1914年、探検家のアーネスト・シャクルトンが、南極大陸を初めて横断することを目標とした遠征の準備を始めていた。1911年に南極点到達の先陣争いで、ロバート・ファルコン・スコットノルウェーロアール・アムンセンに敗れており、極圏探検におけるイギリスの名声には汚点が付いたと見なされていた。シャクルトンの遠征は、イギリスを南極探検の最前線に戻すことが意図された。シャクルトンはロンドンのバーリントン道路に本部を構え、隊員の候補者を面接していた[13]。まだ1つ空いていた地位が遠征船エンデュアランスの船長の職だった[14]

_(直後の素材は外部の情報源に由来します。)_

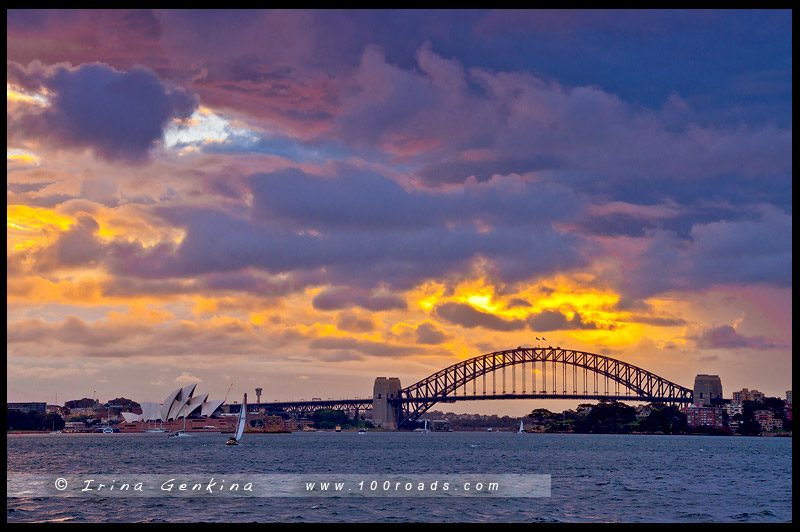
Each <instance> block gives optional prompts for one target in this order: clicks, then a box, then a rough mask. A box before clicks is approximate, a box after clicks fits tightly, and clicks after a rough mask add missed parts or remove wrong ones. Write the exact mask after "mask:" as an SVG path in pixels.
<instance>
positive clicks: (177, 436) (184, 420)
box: [168, 405, 191, 438]
mask: <svg viewBox="0 0 800 532" xmlns="http://www.w3.org/2000/svg"><path fill="white" fill-rule="evenodd" d="M182 412H183V430H179V431H178V432H176V433H175V434H170V435H169V436H168V437H169V438H188V437H189V436H191V434H189V433H188V432H186V405H183V410H182Z"/></svg>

ワースリーは新しい職を待ってロンドンにいる間に、バーリントン通りを漂う氷山の周りで船を航行させていたという夢の結果として、この遠征に加わることになった。ワースリーはその夢を何かの予兆だと考え、翌日急ぎバーリントン通りに行き、シャクルトンが帝国南極横断探検隊と呼んだものの広告を打っている建物の印に気付いた。すぐさまその建物に入り、シャクルトンと面会した。僅か数分間の会話をしただけで、シャクルトンがエンデュアランスの船長を提案し、ワースリーが受けた[15]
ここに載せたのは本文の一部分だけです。